Die sind beträchtlich. Allein im Bundesstaat Alberta sind infolge der Erdölpreis-Krise schätzungsweise bis zu 100'000 Arbeitsplätze gestrichen worden. So ist die Arbeitslosenquote von drei Prozent im letzten Jahr auf inzwischen sieben Prozent gestiegen. Ausserdem gehen dem Staat Steuereinnahmen und Förderabgaben verloren. Als Folge hat der kanadische gegenüber dem US-Dollar an Wert verloren. Damit werden alle Importe teurer, etwa Lebensmittel. Bereits wird das Schlagwort «Blumenkohl-Krise» herumgereicht, denn inzwischen kostet in Ottawa ein Blumenkohl sieben oder acht Dollar. Das Benzin ist zwar extrem billig, doch die Kanadier haben trotzdem massiv höhere Kosten, weil die Kaufkraft ihres Dollars sinkt.
Welche gesellschaftlichen Folgen haben der Stellenabbau und die wirtschaftlichen Schwierigkeiten für Kanada?
Aus Alberta wird davon berichtet, dass immer mehr Menschen bei den städtischen Essensausgabestellen anstehen, ausserdem gibt es Berichte von Suiziden aus Verzweiflung über den Verlust des Arbeitsplatzes oder weil Schulden und Hypotheken nicht mehr bedient werden können. Auch von höherer Kriminalität ist die Rede. Die Krisenstimmung habe ich auf einem Flug von Alberta zurück nach Ontario im letzten Jahr selber miterlebt: Früher herrschte auf diesen Flügen jeweils eine ausgelassene Stimmung, weil viele Männer an Bord nach Wochen der Arbeit auf einer Ölförderanlage in bester Stimmung für eine Woche zu ihren Familien nach Hause flogen. Diesmal war es im Flugzeug ganz still – einer der Männer sagte mir, er habe gerade seine Entlassungspapiere erhalten.

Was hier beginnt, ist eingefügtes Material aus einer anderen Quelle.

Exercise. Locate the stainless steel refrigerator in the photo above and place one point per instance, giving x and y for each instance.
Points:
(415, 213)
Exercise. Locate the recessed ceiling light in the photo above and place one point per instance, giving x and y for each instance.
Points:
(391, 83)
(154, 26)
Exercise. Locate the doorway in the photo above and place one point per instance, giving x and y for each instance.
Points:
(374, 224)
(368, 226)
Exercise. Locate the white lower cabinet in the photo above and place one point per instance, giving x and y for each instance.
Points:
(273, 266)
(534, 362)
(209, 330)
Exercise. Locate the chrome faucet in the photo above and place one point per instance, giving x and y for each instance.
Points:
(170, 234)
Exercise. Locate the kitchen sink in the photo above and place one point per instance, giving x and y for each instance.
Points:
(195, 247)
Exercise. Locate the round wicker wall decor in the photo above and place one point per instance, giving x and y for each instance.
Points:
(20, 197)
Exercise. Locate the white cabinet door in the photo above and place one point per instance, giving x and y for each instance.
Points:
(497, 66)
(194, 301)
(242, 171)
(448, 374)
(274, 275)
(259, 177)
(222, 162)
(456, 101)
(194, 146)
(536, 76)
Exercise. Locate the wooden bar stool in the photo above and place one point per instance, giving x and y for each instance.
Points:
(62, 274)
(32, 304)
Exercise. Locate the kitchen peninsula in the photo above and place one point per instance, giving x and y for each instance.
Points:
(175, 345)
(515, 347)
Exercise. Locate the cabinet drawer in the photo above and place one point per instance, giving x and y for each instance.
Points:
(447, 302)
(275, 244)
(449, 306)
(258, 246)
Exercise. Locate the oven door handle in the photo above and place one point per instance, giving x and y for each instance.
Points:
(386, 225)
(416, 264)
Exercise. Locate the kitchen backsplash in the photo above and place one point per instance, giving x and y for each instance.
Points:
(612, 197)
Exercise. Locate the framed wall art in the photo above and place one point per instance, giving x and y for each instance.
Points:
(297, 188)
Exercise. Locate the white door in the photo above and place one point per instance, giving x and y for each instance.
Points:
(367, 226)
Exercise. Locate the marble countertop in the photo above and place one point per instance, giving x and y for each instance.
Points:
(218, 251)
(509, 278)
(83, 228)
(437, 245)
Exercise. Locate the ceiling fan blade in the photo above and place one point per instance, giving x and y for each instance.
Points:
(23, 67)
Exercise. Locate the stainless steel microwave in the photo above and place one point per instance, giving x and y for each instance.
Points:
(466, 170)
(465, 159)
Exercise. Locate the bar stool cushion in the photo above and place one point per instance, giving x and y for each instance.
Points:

Ein Blumenkohl kostet in Ottawa inzwischen sieben oder acht Dollar.
Die frühere konservative Regierung hatte stark auf die Ölförderung gesetzt. Findet unter der aktuellen Regierung von Justin Trudeau nun ein Umdenken statt?
Tatsächlich ist das so. Die Regierung von Steven Harper hatte ihr Land als Energie-Supermacht präsentiert. Zuweilen war es schwer zu ertragen, mit welcher Überheblichkeit der Premier auftrat, wenn er Kanada anpries. Inzwischen ist Harper weg, der Niedergang der Ölindustrie war zugleich sein politischer Niedergang. Trudeau dagegen macht deutlich, dass Kanada mehr als Öl zu bieten hat. Allerdings muss für die Diversifizierung der Wirtschaft in dem Riesenland noch mehr getan werden als bisher. Schon im Wahlkampf hatte Trudeau versprochen, ein Haushaltsdefizit von zehn Milliarden Dollar in Kauf zu nehmen, um mit dem Geld die Wirtschaft anzukurbeln. Bereits raten Ökonomen aber dazu, dafür noch mehr Geld in die Hand zu nehmen. Das sind ganz neue Töne, die man aus Kanada hört.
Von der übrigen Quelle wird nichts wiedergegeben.